Back to browse results
Modeling Excess Zeros and Heterogeneity in Count Data from a Complex Survey Design with Application to the Demographic Health Survey in Sub-Saharan Africa
Authors: Lin Dai, Michael D Sweat, and Mulugeta Gebregziabher
Source: Statistical Methods in Medical Research, 27(1): 208-220; DOI: 10.1177/0962280215626608
Topic(s): HIV/AIDS
Country: Africa
  Multiple African Countries
Published: JAN 2018
Abstract: Purpose To show a novel application of a weighted zero-inflated negative binomial model in modeling count data with excess zeros and heterogeneity to quantify the regional variation in HIV-AIDS prevalence in sub-Saharan African countries. Methods Data come from latest round of the Demographic and Health Survey (DHS) conducted in three countries (Ethiopia-2011, Kenya-2009 and Rwanda-2010) using a two-stage cluster sampling design. The outcome is an aggregate count of HIV cases in each census enumeration area of each country. The outcome data are characterized by excess zeros and heterogeneity due to clustering. We compare scale weighted zero-inflated negative binomial models with and without random effects to account for zero-inflation, complex survey design and clustering.
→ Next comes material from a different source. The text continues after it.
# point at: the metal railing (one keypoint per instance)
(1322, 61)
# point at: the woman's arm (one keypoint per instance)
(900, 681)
Finally, we provide marginalized rate ratio estimates from the best zero-inflated negative binomial model. Results The best fitting zero-inflated negative binomial model is scale weighted and with a common random intercept for the three countries. Rate ratio estimates from the final model show that HIV prevalence is associated with age and gender distribution, HIV acceptance, HIV knowledge, and its regional variation is associated with divorce rate, burden of sexually transmitted diseases and rural residence. Conclusions Scale weighted zero-inflated negative binomial with proper modeling of random effects is shown to be the best model for count data from a complex survey design characterized by excess zeros and extra heterogeneity. In our data example, the final rate ratio estimates show significant regional variation in the factors associated with HIV prevalence indicating that HIV intervention strategies should be tailored to the unique factors found in each country. Keywords: HIV; multi-country survey data; negative binomial; regional variation; sub-Saharan Africa; zero-inflation.